The Mickey Mouth Club
Just guess what it takes to win your pair of ears. Christopher Hitchens' gives deep background in -- The Oral History Of The Blow Job in Vanity Fair:
At some point, though, there must have been a crossover in which a largely forbidden act of slightly gay character was imported into the heterosexual mainstream. If I have been correct up until now, this is not too difficult to explain (and it fits with the dates, as well). The queer monopoly on blowjobs was the result of male anatomy, obviously, and also of the wish of many gays to have sex with heterosexual men. It was widely believed that only men really knew how to get the "job" done, since they were tormented hostages of the very same organ on a round-the-clock basis. (W. H. Auden's New York underground poem titled "The Platonic Blow"—even though there is absolutely nothing platonic about it, and it lovingly deploys the word "job"—is the classic example here.) This was therefore an inducement the gay man could offer to the straight, who could in turn accept it without feeling that he had done anything too faggoty. For many a straight man, life's long tragedy is first disclosed in early youth, when he discovers that he cannot perform this simple suction on himself. (In his stand-up routines, Bill Hicks used to speak often and movingly of this dilemma.) Cursing god, the boy then falls to the hectic abuse of any viscous surface within reach. One day, he dreams, someone else will be on hand to help take care of this. When drafted into the army and sent overseas, according to numberless witnesses from Gore Vidal to Kingsley Amis, he may even find that oral sex is available in the next hammock. And then the word is out. There might come a day, he slowly but inexorably reasons, when even women might be induced to do this.Through the 1950s, then, the burgeoning secret of the blowjob was still contained, like a spark of Promethean fire, inside a secret reed. (In France and Greece, to my certain knowledge, the slang term used to involve "pipe smoking" or "cigar action." I don't mind the association with incandescence, but for Christ's sake, sweetie, don't be smoking it.
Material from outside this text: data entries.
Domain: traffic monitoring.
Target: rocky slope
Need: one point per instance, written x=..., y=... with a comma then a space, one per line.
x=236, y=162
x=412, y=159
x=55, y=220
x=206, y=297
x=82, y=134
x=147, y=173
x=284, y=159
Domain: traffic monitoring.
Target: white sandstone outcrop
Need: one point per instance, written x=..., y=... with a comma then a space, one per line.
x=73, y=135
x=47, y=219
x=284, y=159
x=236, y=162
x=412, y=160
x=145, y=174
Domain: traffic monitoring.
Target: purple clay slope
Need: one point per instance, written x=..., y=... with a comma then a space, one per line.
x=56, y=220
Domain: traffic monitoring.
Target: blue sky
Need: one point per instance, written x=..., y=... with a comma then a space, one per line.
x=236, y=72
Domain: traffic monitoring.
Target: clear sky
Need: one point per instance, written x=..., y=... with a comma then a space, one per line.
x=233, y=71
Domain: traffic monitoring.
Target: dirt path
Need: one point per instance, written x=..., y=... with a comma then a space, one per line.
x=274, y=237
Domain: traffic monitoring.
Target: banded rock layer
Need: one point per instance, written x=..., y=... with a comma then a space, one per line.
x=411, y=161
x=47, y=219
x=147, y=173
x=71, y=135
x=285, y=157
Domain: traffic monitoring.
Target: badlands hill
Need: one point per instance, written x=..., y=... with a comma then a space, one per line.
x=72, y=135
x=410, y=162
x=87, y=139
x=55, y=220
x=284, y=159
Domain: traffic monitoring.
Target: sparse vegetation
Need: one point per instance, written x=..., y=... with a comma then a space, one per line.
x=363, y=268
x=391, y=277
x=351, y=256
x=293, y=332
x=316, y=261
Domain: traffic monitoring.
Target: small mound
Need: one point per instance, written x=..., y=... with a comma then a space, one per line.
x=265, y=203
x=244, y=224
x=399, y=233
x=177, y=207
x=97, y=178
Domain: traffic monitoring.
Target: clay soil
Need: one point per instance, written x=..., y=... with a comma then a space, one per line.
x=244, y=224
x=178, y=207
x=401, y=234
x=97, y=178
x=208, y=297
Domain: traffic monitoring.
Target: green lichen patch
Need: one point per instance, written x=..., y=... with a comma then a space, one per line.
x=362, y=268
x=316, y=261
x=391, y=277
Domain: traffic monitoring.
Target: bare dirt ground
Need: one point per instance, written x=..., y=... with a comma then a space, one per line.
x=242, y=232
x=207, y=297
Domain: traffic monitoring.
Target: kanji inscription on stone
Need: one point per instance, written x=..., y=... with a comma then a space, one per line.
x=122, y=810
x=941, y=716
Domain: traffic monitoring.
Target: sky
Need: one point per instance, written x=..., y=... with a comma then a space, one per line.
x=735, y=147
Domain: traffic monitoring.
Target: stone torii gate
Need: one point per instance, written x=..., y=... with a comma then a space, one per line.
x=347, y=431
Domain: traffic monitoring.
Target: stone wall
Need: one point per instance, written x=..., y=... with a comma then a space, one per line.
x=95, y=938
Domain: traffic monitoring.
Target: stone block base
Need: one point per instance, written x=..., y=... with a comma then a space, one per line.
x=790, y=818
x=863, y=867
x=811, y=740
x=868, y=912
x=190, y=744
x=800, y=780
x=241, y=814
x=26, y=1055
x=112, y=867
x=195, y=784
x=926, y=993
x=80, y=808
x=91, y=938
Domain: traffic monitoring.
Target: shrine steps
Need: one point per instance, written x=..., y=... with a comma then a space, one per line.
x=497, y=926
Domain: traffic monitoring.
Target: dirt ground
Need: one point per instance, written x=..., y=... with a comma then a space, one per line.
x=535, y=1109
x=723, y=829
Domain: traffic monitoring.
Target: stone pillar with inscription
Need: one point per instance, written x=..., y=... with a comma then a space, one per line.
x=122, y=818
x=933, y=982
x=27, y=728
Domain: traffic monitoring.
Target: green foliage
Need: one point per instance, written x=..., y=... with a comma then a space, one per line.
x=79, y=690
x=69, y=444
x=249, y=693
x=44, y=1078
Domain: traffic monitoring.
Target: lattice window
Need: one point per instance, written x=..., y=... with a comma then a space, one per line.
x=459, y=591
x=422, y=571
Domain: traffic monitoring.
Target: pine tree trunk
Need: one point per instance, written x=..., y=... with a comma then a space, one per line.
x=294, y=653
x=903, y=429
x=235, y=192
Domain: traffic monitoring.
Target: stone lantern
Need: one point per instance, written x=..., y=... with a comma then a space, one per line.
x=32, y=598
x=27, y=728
I would even rather that you just blew.) If you got hold of Henry Miller's Sexus or Pauline Réage's Story of O (both published by Maurice Girodias, the same Parisian daredevil who printed Lolita), you could read about oral and other engagements, but that was France for you.
The comics of R. Crumb used to have fellatio in many graphic frames, but then, this was the counterculture. No, the big breakthrough occurs in the great year of nineteen soixante-neuf, when Mario Puzo publishes The Godfather and Philip Roth brings out Portnoy's Complaint. Puzo's book was a smash not just because of the horse's head and the Sicilian fish-wrap technique and the offer that couldn't be refused. It achieved a huge word-of-mouth success because of a famous scene about vagina-enhancing plastic surgery that became widely known as "the Godfather tuck" (sorry to stray from my subject) and because of passages like this, featuring the Mobbed-up crooner "Johnny Fontane":
And the other guys were always talking about blow jobs, this and other variations, and he really didn't enjoy that stuff so much. He never liked a girl that much after they tried it that way, it just didn't satisfy him right. He and his second wife had finally not got along, because she preferred the old sixty-nine too much to a point where she didn't want anything else and he had to fight to stick it in. She began making fun of him and calling him a square and the word got around that he made love like a kid.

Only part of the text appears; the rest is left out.